Même si son parcours est un peu déjanté, je dois avouer que je l’ai suivi avec un état d’esprit à la fois dubitatif et enthousiaste. Il est vrai que je découvre son univers créatif et que son roman « Tous les hommes n’habitent pas le monde de la même façon » m’a ému par son humanité. C’est bien écrit, le style est alerte et fluide, les descriptions sont poétiques, parfois délicieusement sensuelles ou joliment fantasmatiques avec cette constante fascination pour la beauté des femmes et j’aime toujours autant qu’un auteur serve avec talent notre si belle langue française. Il le fait même avec un subtil humour primesautier qui peut donner à penser qu’il a vécu autant dans la tourmente libératrice et libertaire de 68 que plus tard dans ses années de maturité, « une époque formidable » qui l’a autorisé néanmoins à endosser l’improbable fonction de père de famille, sans pour autant faire une croix sur les plaisirs de la vie, les caprices d’enfant gâté et la douce insouciance. Il déroule son parcours, ses tentatives entre enthousiasme et désillusions au sein des familles qu’il a côtoyées où des gens qui ne se ressemblent pas s’unissent, se jurent fidélité, se déchirent, se trahissent, se séparent et recommencent une nouvelle vie, c’est à dire l’ordinaire de bien des couples, entre désamour et ennui, le grand amour des débuts qui se mue en adultère comme solution de remplacement et la mort qui vient parfois à point nommé pour remettre les choses à leur vraie place. Et pendant ce temps la vie suit son cours avec son cortège de regrets et de remords, de maladies et de deuils, les enfants grandissent et partent, éternel recommencement, la solitude et la vieillesse s’installent malgré le déni et ceux qu’on croyait connaître révèlent brutalement leurs fragilités, leurs lâchetés mais surtout leurs zones d’ombre ...
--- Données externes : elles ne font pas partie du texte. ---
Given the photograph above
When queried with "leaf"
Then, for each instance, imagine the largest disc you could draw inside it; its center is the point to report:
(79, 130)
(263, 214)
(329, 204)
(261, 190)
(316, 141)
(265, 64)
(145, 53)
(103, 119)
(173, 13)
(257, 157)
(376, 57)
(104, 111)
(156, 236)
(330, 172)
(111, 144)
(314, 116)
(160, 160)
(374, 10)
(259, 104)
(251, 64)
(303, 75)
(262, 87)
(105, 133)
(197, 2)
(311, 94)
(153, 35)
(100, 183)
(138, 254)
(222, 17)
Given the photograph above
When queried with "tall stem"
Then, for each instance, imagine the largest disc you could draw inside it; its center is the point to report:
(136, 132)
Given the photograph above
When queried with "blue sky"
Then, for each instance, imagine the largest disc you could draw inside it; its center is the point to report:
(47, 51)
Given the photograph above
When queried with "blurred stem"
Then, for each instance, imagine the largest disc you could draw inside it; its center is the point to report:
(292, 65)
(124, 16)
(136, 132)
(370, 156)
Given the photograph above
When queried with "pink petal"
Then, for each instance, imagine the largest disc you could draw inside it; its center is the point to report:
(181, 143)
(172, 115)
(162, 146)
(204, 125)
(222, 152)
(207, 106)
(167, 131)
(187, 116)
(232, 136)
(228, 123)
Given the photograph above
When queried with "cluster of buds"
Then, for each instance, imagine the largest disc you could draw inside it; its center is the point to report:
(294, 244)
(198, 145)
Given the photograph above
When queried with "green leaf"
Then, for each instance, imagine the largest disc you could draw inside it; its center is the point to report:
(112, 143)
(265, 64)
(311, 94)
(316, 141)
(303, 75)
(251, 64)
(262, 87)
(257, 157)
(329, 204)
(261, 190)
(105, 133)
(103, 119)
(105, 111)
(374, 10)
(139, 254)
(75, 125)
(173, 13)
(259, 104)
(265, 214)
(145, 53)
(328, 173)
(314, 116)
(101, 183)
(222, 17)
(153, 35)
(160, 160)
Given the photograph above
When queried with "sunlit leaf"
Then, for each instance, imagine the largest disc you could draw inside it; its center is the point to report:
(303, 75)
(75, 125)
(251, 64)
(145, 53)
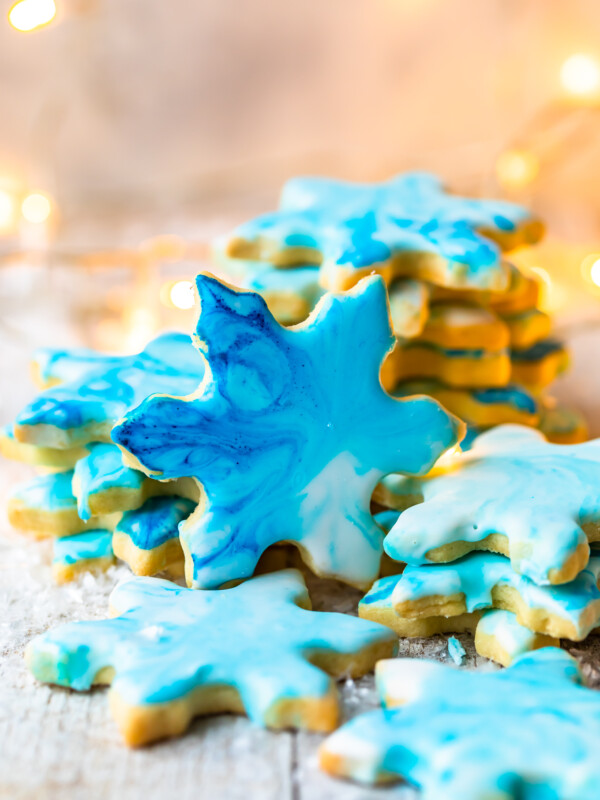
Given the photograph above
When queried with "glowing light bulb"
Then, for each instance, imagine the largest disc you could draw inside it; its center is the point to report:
(36, 208)
(595, 272)
(580, 74)
(182, 294)
(27, 15)
(7, 209)
(516, 168)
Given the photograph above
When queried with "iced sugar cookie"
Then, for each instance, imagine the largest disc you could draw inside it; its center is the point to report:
(84, 409)
(83, 552)
(46, 506)
(460, 326)
(413, 603)
(147, 539)
(500, 637)
(539, 365)
(480, 408)
(562, 425)
(102, 484)
(288, 434)
(527, 328)
(408, 226)
(172, 654)
(530, 731)
(513, 493)
(413, 360)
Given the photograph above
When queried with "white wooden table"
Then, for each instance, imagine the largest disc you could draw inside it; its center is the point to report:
(57, 744)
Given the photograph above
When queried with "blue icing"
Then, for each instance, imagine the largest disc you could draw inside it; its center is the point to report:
(577, 603)
(52, 492)
(531, 731)
(103, 393)
(102, 471)
(456, 651)
(155, 522)
(83, 547)
(538, 351)
(514, 483)
(511, 395)
(168, 641)
(351, 226)
(289, 433)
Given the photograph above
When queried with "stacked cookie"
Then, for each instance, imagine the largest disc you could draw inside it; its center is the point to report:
(94, 506)
(497, 545)
(468, 327)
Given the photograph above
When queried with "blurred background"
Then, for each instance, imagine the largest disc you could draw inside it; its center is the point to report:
(133, 132)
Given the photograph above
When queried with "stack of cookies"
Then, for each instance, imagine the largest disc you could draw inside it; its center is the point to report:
(468, 327)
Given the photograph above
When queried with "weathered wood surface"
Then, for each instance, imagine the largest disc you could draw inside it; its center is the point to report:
(57, 744)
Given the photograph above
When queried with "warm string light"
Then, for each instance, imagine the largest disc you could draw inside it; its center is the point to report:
(28, 15)
(580, 75)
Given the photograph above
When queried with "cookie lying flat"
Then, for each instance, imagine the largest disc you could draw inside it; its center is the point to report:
(527, 328)
(414, 359)
(46, 506)
(288, 434)
(531, 731)
(418, 601)
(84, 552)
(147, 539)
(38, 456)
(513, 493)
(85, 408)
(173, 653)
(103, 484)
(539, 365)
(500, 637)
(407, 226)
(481, 408)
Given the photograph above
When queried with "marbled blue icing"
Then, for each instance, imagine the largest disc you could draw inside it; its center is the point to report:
(102, 471)
(155, 522)
(456, 651)
(538, 351)
(476, 574)
(530, 732)
(102, 394)
(83, 547)
(357, 226)
(51, 492)
(168, 641)
(512, 482)
(288, 434)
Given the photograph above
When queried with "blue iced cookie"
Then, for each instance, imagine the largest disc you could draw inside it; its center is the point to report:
(84, 408)
(173, 653)
(423, 600)
(46, 506)
(83, 552)
(147, 538)
(531, 731)
(408, 226)
(513, 493)
(288, 434)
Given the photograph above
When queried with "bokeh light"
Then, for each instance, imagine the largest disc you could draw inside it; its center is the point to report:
(516, 168)
(36, 208)
(27, 15)
(182, 294)
(580, 74)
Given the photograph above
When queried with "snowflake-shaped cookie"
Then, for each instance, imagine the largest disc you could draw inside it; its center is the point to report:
(514, 493)
(288, 434)
(94, 391)
(406, 226)
(530, 731)
(173, 653)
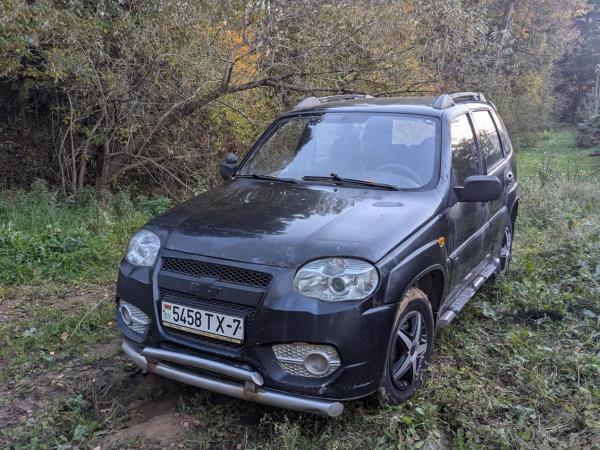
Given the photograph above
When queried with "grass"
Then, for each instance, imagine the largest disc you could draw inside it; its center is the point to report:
(44, 238)
(520, 368)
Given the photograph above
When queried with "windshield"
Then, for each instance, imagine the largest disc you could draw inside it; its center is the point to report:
(395, 149)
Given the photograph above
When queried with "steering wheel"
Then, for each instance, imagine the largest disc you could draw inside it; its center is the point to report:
(401, 170)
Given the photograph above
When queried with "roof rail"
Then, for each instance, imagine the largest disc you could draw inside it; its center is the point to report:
(314, 101)
(447, 100)
(443, 101)
(466, 97)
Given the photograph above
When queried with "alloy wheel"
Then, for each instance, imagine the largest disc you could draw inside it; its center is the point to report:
(410, 346)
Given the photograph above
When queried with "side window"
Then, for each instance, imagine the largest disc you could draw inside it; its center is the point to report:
(464, 151)
(488, 138)
(279, 150)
La mort d’un enfant est une suprême injustice qu’aucune religion ne peut ni justifier ni apaiser et pourrit définitivement la vie des survivants. Pour Paul, malgré une vie excentrique et outrageusement chanceuse, se dessine en contre-point le fantôme de ce frère trop tôt disparu. Cette atmosphère de bouleversement intime, de chagrin, de déréliction baigne cependant durablement ce roman et même si, comme on dit, le temps fait son œuvre, la résilience peinera toujours à le cicatriser. Il y a d’ailleurs beaucoup de décès dans les romans de notre auteur, sans doute une façon de nous rappeler que la vie n’est pas si belle qu’on le dit, que rien n’est définitif et que nous ne sommes que les modestes usufruitiers de notre propre vie qui peut nous être enlevée à tout instant.
Le titre a quelque chose de pompeux propre à décourager le lecteur par son côté doctoral, mais le livre refermé, la vie de Paul qui a le plus souvent été agréable se termine en rappelant notre pauvre « condition humaine », celle de n’être qu’un mortel de passage, vite oublié et qui parfois aspire au néant.